Could this be done such that a person cannot prove that they voted a certain way (the source of the problems people mention, like vote selling becoming viable)?

[–] Lemming6969@lemmy.world 1 points 16 hours ago

Maybe with a schema that allows a one time verify, and then churns your entry. If that verify occurs upon entry synchronously at the time you vote, if possible, that'd be no less safe than the paper ballot you feed into the machine.

[–] FundMECFSResearch@lemmy.blahaj.zone 1 points 21 hours ago (1 children)

No one seems to be understanding that your system doesn’t make who you vote for public…

[–] SupraMario@lemmy.world 2 points 19 hours ago

Yea... I'm kinda seeing that. It's not a hard concept lol it's a paper receipt. Toss it away if you're worried about it.

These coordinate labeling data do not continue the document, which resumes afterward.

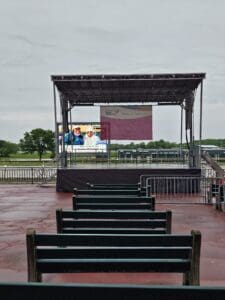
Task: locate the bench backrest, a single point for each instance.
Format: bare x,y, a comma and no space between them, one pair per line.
112,192
45,291
112,199
68,253
145,222
108,202
126,186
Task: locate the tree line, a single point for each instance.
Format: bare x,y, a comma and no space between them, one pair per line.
40,141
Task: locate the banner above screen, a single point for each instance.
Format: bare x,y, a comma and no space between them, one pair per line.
131,122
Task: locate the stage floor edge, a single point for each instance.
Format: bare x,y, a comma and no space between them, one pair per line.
68,179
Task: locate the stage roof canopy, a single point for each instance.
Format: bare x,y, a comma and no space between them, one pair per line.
164,89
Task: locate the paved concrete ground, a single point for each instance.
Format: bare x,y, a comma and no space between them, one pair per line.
23,207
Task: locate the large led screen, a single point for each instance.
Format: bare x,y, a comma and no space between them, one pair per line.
82,138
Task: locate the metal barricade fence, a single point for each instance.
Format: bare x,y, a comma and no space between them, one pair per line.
27,174
196,189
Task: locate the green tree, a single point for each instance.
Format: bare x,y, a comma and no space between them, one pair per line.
7,148
38,140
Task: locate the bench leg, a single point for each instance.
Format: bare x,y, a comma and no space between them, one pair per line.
193,277
33,274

[–] Hegar@fedia.io 1 points 1 day ago (1 children)

Under your system republicans would just send everyone who voted democrat to death camps.

At least with a secret ballot they can only do that to everyone they think voted against them.

[–] SupraMario@lemmy.world 2 points 1 day ago (1 children)

Under this system, the votes are tied to a randomized number, not to a person. They wouldn't know.

[–] Hegar@fedia.io 1 points 1 day ago (1 children)

I don't think that's how a technofascist surveillance state works. They would know.

[–] SupraMario@lemmy.world 3 points 1 day ago

If you're at that point then what makes you think they're not using facial surveillance to watch how you vote? And worse is mail in ballots.